Welch eine Verwüstung! Und wofür? Für dieses schmale Plastikrohr, das auf dem Foto etwa mittig als kleines mit schwarzer Folie abgedecktes Rund aus dem Boden ragt? Ja, und wie die Spitze eines Eisberges verbirgt es seine wahren Dimensionen unter der Oberfläche. 21 Meter tief ragt es in die Erde und stößt dort auf glasklares Grundwasser - ein Brunnen also. Nur, dass er nicht im geringsten meiner eher romantischen Vorstellungen des in Liedern und Märchen, in Gedichten, auf Gemälden und Erzählungen gepriesenen Bauwerkes entspricht.

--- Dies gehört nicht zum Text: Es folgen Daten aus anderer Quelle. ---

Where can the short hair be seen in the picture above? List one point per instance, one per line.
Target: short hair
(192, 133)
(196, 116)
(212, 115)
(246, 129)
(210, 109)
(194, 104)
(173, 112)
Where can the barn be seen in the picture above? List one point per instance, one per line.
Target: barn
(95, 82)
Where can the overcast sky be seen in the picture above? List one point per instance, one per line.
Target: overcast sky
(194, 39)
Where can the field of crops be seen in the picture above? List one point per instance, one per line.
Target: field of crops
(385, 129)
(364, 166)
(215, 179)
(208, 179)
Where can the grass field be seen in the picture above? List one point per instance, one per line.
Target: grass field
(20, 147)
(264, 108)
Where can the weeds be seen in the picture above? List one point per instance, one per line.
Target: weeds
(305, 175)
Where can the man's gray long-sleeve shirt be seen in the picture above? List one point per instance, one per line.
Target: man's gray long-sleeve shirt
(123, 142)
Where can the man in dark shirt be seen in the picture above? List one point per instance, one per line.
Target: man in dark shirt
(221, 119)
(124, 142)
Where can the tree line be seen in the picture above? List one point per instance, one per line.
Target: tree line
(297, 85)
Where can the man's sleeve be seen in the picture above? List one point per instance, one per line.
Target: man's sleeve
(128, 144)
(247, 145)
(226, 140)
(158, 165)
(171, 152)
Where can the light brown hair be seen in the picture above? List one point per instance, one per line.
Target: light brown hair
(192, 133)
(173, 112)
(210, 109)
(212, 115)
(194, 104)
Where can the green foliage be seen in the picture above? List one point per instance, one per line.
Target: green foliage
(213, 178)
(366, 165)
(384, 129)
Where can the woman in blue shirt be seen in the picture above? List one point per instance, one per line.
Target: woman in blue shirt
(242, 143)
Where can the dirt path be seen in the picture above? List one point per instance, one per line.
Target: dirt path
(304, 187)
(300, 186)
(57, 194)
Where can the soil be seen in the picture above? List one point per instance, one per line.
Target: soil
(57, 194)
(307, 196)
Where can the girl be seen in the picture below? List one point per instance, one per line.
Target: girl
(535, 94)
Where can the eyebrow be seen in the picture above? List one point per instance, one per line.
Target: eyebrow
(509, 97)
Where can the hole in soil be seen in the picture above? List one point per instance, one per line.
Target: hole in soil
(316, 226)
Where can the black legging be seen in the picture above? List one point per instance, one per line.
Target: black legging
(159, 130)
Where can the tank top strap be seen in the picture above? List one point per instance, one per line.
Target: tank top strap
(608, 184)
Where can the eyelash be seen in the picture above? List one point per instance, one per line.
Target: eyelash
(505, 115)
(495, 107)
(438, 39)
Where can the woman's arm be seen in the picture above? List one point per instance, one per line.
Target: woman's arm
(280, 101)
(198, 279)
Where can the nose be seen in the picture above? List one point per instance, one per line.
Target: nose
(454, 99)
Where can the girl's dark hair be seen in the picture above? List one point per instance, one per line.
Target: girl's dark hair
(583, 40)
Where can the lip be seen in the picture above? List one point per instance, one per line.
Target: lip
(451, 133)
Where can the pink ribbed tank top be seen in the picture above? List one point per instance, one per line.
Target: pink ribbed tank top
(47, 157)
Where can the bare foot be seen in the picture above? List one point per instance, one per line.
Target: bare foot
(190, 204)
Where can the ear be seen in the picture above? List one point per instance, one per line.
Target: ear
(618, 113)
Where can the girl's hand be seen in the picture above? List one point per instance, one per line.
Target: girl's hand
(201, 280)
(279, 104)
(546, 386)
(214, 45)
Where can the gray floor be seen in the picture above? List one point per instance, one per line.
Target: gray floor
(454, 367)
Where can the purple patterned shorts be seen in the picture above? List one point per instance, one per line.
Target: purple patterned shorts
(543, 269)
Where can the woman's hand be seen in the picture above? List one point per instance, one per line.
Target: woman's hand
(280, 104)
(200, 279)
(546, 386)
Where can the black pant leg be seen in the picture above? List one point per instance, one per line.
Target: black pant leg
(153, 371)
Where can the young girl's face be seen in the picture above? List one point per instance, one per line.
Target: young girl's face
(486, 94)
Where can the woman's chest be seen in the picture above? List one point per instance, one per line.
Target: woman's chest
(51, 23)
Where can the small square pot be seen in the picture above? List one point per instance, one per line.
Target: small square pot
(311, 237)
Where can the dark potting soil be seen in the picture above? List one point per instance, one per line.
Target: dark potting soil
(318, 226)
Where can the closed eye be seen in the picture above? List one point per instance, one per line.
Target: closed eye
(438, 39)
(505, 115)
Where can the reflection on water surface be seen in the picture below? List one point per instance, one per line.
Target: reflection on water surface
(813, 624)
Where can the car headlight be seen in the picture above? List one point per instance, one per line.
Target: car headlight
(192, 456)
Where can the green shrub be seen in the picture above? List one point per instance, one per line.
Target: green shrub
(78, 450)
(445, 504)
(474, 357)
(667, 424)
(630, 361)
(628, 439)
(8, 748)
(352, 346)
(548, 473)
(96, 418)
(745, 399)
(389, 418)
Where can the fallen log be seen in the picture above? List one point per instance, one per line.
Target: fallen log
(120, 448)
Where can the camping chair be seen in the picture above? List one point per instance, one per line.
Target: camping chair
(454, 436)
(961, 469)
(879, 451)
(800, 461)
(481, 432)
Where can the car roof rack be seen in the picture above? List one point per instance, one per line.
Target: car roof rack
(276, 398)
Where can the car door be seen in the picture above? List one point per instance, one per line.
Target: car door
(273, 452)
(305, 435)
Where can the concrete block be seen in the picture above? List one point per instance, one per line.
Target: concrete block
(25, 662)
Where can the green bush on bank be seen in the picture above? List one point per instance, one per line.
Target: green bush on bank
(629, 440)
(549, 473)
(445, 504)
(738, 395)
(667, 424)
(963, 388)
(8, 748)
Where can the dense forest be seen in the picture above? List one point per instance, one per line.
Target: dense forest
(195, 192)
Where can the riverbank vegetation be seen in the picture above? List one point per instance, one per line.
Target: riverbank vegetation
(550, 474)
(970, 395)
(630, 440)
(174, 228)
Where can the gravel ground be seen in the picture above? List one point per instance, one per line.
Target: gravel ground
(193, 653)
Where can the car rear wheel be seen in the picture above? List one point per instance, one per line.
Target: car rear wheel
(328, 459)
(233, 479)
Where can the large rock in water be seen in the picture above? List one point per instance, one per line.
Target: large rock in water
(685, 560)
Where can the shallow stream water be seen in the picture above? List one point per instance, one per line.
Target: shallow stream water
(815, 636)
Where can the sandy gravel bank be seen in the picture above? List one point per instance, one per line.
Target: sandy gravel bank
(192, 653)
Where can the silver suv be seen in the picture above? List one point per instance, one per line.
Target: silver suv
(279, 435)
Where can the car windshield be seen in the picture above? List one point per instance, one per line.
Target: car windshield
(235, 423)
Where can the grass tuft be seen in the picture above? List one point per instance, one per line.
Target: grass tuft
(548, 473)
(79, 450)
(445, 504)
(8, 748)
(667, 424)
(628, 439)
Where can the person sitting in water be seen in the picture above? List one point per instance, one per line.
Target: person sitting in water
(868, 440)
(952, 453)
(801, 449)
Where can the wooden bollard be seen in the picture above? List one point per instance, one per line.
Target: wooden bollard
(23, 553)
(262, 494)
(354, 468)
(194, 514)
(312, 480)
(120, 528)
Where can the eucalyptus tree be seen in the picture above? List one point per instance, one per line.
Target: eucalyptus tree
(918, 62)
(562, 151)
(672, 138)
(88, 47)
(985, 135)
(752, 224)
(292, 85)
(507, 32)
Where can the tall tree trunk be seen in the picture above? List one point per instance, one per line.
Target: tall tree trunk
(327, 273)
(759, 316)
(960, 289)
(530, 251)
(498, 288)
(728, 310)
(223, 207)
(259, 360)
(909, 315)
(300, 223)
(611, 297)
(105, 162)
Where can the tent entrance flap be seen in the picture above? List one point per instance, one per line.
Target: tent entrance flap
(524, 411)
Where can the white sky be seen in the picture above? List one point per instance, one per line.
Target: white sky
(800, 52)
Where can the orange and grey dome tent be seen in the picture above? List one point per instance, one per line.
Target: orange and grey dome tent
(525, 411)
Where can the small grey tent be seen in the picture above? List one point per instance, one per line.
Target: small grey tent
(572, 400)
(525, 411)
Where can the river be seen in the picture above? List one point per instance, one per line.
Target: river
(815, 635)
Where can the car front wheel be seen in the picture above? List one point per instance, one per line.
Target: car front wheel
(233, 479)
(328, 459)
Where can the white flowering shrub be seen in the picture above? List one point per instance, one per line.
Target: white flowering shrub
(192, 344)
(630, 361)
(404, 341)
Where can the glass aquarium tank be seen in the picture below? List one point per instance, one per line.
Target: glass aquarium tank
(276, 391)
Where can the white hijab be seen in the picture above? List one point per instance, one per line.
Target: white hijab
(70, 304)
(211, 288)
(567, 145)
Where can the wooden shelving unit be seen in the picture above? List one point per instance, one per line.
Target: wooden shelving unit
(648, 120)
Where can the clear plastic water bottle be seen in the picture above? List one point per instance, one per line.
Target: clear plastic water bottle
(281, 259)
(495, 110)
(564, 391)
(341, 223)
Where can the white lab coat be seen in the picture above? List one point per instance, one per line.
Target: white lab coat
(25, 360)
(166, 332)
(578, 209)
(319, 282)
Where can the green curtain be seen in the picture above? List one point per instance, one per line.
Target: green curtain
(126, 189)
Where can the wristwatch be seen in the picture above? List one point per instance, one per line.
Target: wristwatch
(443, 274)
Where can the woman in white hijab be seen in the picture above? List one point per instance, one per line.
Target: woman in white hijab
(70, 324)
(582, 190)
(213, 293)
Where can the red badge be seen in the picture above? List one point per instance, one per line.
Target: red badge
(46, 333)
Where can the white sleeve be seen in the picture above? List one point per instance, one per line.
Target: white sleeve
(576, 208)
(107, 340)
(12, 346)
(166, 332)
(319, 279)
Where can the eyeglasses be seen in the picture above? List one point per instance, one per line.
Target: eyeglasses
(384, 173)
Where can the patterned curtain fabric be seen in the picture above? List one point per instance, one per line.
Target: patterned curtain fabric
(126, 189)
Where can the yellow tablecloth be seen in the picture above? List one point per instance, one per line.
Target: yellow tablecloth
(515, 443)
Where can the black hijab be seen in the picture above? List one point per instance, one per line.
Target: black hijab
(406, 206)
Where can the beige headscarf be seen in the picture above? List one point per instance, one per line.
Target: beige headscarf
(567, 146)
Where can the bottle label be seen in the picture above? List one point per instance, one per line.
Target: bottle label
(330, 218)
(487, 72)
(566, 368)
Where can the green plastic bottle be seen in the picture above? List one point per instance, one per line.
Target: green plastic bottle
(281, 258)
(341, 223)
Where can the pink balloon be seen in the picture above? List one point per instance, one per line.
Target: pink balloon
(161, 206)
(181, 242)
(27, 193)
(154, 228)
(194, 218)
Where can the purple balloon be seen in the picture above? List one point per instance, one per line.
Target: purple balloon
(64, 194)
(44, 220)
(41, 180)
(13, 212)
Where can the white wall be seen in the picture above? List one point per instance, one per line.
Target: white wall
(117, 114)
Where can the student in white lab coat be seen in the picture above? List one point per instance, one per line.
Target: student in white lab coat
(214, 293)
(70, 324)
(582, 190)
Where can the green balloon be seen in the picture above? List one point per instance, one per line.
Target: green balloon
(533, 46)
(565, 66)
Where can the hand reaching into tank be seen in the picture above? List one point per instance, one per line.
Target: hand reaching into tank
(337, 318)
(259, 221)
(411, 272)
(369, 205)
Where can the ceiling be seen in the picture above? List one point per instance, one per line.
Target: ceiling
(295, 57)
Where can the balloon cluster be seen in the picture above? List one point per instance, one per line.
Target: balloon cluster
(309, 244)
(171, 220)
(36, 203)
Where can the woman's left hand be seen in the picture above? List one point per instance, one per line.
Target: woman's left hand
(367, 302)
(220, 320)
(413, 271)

Die Übermacht der guten Argumente verhinderte Ziehbrunnen und Schwengelpumpe und so werde ich im eigenen Garten Zeuge des Verfalls der guten alten Lebensart zugunsten des Fortschritts. Schlecht ist das nicht! Man wird ja älter und kann nicht mehr mit dem Schwung der Jugend Eimer für Eimer im Garten verschleppen. Aber etwas in mir ruft dennoch: Ich lebe von Schönheit wie von Brot. Das heißt: Ein Brunnen nach alter Art hätte meine Seele genährt. Nun muss ich all die Worte und Bilder, die mit dem "Brunnen" (Quelle/Strömung) in mir aufsteigen, ohne ein stoffliches Gegenüber in Kopf und Herz verwahren. Das tue ich und mache gleich die Probe. Wie viele Märchen fallen mir ein, in denen der Brunnen eine zentrale Bedeutung hat? Wie viele Gedichte und Sprichwörter? Und in der Bibel? Gab es da nicht auch Stellen? Und was noch? Der Jungbrunnen und eine goldene Kugel samt Frosch sehe ich ganz schnell vor meinem inneren Auge und auch Frau Holle und das Blaue Licht. Und immer steht in ihnen der Brunnen für das Unbewusste, für den inneren Lebensvollzug, für emotionale Grenzbereiche und Initiation. Dem Kind in mir muss man das nicht erklären. Es verstand und versteht die Botschaft auch so. Das Leben ist mehr und es ist tief wie ein Brunnen, an dessen Grund lebendiges Wasser fließt. Zumeist fehlt uns diese spirituelle Dimension und dennoch scheinen wir sie nicht zu vermissen. Zu viel haben wir damit zu tun, den Kopf über Wasser zu halten und auf den stürmischen Wellen des Lebens zu surfen. Aber ohne Anbindung an etwas Höheres oder etwas Tieferes sind wir im Grunde verloren, ausgeliefert allem und jedem, der uns zu ängstigen vermag.
Kommentar schreiben
Ursula Kukureit (Dienstag, 09 November 2021 15:43)
Ach liebe Anja, wie wohltuend ist es, deine Texte zu lesen! Und wie froh bin ich, daß du uns weiter in deinem Blog an deinem Leben und deiner Lebenseinstellung teilhaben läßt.